Il suffisait à l’auteur de l’Histoire contemporaine de prendre conscience d’un état si incohérent des êtres et des choses pour se confirmer dans ce scepticisme qui lui fut tant reproché.

Un sceptique est difficile à réduire. Il peut se borner à nous opposer que nos propres sentiments sur le doute sont curieusement divisés contre eux-mêmes. Nous prescrivons le doute dans les sciences ; nous l’exigeons dans les affaires. Mais voici tout à coup qu’on lui montre ses bornes, et qu’on lui refuse ce qu’on veut.

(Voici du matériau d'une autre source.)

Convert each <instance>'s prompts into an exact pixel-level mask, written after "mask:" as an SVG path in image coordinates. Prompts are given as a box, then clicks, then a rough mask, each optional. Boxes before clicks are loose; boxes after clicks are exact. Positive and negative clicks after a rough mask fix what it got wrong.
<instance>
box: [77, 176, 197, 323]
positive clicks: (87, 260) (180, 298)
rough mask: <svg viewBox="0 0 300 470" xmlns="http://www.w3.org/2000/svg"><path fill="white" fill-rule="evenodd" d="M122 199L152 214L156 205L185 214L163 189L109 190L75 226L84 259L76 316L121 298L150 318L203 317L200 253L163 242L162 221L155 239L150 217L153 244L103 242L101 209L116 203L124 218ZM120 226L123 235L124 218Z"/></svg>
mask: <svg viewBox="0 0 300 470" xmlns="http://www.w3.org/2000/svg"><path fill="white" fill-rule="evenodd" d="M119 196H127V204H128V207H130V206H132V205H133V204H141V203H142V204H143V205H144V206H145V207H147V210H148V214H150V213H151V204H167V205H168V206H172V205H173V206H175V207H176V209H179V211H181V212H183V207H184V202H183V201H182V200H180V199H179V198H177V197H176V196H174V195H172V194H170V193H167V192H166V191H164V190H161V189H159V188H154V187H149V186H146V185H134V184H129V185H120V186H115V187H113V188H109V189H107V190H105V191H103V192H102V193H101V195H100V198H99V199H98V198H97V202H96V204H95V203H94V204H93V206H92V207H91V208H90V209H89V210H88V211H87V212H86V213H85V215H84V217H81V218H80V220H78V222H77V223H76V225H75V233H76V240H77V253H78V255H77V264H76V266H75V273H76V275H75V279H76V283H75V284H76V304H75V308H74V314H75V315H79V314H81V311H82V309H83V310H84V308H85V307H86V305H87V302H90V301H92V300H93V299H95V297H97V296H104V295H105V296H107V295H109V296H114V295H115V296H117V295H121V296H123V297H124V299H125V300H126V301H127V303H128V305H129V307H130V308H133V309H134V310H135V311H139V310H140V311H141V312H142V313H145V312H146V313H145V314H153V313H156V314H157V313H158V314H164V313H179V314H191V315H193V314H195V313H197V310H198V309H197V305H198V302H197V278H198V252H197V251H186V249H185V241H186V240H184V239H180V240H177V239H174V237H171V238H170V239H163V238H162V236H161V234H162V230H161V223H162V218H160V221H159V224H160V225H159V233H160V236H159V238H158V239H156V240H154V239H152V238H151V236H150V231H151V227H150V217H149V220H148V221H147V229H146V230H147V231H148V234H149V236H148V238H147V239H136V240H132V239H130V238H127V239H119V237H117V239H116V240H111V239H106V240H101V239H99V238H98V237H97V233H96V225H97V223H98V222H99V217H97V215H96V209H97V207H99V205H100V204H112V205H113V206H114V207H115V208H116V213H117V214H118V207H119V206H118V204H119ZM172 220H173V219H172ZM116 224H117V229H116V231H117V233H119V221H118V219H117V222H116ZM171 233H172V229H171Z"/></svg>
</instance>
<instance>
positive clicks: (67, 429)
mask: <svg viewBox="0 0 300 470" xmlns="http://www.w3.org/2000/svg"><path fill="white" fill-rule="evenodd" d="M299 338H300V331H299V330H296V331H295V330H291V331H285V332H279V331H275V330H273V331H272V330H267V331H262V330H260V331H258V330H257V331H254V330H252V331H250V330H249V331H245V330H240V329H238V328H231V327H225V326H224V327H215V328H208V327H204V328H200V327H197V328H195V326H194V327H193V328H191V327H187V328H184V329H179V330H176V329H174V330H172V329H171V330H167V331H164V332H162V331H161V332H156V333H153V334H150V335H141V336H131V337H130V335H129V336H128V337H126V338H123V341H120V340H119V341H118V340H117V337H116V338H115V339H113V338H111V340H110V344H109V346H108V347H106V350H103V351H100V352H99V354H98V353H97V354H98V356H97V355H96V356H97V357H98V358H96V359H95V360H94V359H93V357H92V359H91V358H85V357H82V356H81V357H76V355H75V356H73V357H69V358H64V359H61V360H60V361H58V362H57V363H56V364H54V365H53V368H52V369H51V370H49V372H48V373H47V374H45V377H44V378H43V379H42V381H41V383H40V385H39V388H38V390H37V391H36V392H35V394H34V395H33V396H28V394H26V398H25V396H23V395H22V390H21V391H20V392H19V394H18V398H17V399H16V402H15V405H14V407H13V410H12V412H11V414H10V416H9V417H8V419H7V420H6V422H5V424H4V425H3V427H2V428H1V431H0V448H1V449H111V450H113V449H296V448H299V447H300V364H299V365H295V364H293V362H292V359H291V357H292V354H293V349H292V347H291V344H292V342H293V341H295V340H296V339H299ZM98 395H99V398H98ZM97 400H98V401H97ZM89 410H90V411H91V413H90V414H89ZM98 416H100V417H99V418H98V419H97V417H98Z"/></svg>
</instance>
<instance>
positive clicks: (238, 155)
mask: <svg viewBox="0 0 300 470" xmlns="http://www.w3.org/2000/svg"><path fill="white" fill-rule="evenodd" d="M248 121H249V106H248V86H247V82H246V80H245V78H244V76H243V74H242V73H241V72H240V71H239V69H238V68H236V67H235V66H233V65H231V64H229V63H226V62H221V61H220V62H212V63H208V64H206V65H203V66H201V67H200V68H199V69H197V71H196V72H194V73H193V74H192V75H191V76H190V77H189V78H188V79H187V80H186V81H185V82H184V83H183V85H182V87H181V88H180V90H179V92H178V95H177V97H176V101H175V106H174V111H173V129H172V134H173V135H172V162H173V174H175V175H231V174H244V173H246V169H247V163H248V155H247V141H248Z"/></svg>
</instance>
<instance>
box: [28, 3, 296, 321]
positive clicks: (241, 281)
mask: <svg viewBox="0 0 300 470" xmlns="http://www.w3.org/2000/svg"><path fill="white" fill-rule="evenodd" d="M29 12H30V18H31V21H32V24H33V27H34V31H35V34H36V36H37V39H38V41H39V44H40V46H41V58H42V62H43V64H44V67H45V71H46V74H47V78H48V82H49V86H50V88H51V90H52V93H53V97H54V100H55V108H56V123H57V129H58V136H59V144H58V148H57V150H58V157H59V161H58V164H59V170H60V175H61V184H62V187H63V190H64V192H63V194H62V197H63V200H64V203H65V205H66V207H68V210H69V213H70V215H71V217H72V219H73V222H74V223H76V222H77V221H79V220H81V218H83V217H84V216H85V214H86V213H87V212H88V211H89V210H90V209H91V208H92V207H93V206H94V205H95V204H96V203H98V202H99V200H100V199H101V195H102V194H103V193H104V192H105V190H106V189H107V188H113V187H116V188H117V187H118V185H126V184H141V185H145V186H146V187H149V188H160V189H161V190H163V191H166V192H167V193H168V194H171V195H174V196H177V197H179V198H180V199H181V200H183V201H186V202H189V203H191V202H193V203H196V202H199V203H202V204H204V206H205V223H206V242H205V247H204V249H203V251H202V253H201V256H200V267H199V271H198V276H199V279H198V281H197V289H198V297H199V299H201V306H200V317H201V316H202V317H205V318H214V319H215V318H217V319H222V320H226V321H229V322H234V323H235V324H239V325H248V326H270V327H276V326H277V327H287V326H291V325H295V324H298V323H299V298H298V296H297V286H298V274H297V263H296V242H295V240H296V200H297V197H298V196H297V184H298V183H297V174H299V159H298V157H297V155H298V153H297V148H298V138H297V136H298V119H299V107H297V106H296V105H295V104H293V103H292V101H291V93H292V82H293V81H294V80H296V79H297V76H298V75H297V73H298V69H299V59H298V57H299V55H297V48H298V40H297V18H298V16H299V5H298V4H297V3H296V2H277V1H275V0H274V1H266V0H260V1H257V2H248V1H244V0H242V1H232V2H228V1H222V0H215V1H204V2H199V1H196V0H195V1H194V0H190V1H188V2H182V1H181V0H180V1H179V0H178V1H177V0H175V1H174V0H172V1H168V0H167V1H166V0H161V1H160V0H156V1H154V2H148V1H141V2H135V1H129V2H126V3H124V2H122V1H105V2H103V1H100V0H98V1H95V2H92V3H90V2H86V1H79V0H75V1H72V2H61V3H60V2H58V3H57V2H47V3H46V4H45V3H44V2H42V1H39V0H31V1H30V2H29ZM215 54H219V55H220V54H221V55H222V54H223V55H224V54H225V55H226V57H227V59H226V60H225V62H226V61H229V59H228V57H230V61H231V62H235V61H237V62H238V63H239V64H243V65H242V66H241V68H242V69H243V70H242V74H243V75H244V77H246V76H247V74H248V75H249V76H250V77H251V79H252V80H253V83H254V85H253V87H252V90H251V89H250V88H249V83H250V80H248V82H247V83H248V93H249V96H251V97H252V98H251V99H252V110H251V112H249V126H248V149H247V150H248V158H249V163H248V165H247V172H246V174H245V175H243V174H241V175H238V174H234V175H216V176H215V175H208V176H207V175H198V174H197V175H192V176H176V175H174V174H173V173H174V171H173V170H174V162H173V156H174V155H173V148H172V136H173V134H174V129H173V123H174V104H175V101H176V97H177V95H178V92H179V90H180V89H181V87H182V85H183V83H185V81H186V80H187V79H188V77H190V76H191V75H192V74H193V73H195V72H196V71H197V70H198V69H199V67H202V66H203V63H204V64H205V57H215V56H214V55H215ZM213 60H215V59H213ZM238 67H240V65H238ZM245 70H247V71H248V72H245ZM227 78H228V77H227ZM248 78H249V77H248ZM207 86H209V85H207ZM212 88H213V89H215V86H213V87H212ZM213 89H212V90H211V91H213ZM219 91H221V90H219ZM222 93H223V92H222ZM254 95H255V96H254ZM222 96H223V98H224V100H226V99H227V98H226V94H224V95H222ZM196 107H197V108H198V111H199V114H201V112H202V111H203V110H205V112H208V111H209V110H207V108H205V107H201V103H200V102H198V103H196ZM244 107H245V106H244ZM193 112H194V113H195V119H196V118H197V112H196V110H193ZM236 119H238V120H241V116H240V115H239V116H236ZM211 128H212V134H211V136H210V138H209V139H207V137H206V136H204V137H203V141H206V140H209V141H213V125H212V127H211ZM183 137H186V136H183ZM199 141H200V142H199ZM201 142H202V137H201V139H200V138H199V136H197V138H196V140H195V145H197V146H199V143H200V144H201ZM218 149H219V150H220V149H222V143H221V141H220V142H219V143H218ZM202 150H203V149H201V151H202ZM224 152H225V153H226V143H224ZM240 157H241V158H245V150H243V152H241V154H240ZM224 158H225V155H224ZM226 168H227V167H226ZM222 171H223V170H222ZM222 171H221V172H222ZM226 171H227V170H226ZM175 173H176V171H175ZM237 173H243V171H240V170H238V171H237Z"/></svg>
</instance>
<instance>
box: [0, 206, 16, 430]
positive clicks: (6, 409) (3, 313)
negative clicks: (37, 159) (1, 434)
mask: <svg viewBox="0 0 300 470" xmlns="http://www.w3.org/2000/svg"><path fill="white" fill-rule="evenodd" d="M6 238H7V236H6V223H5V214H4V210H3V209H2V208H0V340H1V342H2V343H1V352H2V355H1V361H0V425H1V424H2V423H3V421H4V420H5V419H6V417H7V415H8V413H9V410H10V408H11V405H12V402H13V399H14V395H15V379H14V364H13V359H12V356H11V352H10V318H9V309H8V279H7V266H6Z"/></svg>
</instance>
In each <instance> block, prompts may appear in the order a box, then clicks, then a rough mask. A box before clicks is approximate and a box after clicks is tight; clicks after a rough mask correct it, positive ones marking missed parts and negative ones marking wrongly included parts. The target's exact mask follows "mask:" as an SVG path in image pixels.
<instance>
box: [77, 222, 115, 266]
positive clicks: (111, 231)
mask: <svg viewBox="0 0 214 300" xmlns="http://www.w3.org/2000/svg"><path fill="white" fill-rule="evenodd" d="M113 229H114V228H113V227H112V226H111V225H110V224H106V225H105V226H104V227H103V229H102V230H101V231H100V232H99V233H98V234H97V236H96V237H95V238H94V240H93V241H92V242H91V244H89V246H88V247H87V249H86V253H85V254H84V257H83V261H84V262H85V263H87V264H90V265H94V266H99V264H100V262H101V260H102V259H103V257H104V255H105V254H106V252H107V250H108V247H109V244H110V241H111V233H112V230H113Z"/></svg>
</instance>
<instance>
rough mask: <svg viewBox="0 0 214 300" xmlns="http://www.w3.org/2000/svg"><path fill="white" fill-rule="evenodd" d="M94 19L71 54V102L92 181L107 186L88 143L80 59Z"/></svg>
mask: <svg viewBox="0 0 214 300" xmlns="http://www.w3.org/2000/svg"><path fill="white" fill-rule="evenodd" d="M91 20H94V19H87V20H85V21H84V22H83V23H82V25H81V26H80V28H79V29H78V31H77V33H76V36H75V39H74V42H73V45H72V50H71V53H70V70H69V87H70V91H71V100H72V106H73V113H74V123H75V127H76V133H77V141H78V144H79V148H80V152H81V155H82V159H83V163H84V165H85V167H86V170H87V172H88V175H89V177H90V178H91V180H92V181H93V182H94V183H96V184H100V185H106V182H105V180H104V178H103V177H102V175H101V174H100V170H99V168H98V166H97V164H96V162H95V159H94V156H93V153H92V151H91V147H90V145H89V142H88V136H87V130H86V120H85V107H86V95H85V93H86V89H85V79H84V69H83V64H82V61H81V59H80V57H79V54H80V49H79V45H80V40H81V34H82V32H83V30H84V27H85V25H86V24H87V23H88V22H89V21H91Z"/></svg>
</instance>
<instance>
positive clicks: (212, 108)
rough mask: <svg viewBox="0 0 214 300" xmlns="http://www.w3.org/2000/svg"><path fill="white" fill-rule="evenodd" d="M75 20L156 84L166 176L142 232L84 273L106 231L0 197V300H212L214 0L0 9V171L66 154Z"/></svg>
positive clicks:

On oublie que chaque doctrine nous instruit d’abîmer les autres, et nous anime et nous enseigne à les ruiner. On nous prie que nous ne fassions point de comparaisons, que nous ne poussions nos raisonnements jusqu’à leur terme ; cependant qu’ils s’opèrent et se développent d’eux-mêmes dans nos esprits. On ne prend garde que le doute naît des choses mêmes. Il n’est dans son principe qu’un phénomène naturel, une réaction involontaire pour la défense du réel et du corporel contre des images insupportables ; et nous le voyons bien par ce qui arrive à une personne endormie, quand le songe qu’elle fait est si absurde qu’en l’absence même de la raison, cette absurdité à soi seule engendre une résistance merveilleuse, une réponse, une négation, un acte libérateur, un réveil, qui nous jette hors d’un monde impossible, qui nous rend aux choses probables, et nous fournit en même temps une sorte de définition physique et instinctive de l’absurdité.